Sie haben die Bücher "Die Liebe und der Suff..." und "Ich
befreie mich von Deiner Sucht" geschrieben. Diese Bücher beschreiben die
Themen Sucht und Coabhängigkeit. Was verstehen Sie unter Coabhängigkeit?
Dr.Kolitzus
Coabhängigkeit ist „Die Sucht, gebraucht zu werden“ – nach dem Titel
eines Bestsellers von Melody Beattie. Was z.B. die Flasche für den Alkoholiker,
wird der Süchtige für den Co: ein Suchtmittel, von dem er nicht mehr loslassen
kann und will. Der Begriff entstand in den 70er Jahren in den USA im Kreis von
Betroffenen. Ich lernte ihn 1989 kennen bei Sierra Tucson, Arizona, einer der führenden
Suchtkliniken nach Hazelden und Betty Ford. Meine Praxis in München habe ich
schon mit diesem Begriff annonciert 1991. Damals konnte kaum jemand etwas damit
anfangen.
Das Jahr 2000 wurde dann auf meine Initiative hin zum „Jahr der Angehörigen
Suchtkranker“. Seitdem hat sich für die Angehörigen – 8 Millionen in
Deutschland ! – einiges getan, aber noch längst nicht genug. Sie leiden ja
lange Zeit viel mehr als die Suchtkranken, die ihre Gefühle betäuben. Bis auf
Professor Klein in Köln (www.addiction.de)

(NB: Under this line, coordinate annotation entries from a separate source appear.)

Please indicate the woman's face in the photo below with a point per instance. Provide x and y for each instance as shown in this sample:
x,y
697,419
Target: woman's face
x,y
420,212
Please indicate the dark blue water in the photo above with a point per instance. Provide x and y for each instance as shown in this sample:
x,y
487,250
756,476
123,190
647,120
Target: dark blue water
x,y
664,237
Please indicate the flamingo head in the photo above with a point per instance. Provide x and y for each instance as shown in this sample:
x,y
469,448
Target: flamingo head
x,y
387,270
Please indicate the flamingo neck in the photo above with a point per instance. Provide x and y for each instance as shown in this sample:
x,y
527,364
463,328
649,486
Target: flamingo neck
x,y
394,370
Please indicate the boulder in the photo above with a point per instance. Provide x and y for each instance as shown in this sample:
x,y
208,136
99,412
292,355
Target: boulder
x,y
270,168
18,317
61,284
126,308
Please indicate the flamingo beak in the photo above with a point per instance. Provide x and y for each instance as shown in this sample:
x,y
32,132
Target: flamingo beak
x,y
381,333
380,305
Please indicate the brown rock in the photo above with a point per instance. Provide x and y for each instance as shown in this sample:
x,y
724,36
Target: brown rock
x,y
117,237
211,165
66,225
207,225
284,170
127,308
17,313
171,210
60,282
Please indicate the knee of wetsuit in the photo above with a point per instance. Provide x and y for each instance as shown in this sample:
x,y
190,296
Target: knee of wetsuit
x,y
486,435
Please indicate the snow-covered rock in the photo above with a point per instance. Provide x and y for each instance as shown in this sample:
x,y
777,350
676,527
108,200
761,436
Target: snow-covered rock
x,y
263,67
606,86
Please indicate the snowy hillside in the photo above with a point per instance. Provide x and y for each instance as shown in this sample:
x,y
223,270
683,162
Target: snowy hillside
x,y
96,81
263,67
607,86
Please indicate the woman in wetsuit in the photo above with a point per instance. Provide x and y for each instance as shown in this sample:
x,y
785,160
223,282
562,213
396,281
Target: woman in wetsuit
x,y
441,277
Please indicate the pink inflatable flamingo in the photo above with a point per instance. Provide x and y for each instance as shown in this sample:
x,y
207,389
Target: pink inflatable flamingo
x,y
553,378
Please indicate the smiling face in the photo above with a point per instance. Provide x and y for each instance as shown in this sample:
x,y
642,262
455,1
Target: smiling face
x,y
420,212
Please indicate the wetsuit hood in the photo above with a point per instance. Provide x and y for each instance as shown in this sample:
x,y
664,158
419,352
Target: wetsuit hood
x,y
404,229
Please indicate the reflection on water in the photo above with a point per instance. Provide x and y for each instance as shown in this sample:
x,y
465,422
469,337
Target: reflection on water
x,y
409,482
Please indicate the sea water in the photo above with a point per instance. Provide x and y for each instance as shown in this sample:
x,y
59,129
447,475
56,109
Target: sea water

gibt es kaum Forschung in Deutschland. Hier besteht ein großer Nachholbedarf,
z.B. Thema Psychosomatik: In manchen Kliniken sind bis zu 80 % der PatientInnen
Co s – ohne dass das Thema wirklich bearbeitet wird.
Karsten W.
Wo sehen Sie die Ursachen, dass ein Coabhängiger unbedingt einen suchtkranken
Menschen helfen möchte? Kann ein Coabhängiger überhaupt einem Alkoholiker
helfen?
Dr.Kolitzus
Viele Coabhängige kommen ja aus Suchtfamilien und hoffen nun, dass das, was
z.B. beim trinkenden Vater nicht geklappt hat, beim Partner funktioniert: ihn
„trocken zu legen“. Vor allem Töchter von Suchtkranken sind gefährdet,
sich Männer zu suchen, die in irgendeiner Weise „pflegebedürftig“ sind.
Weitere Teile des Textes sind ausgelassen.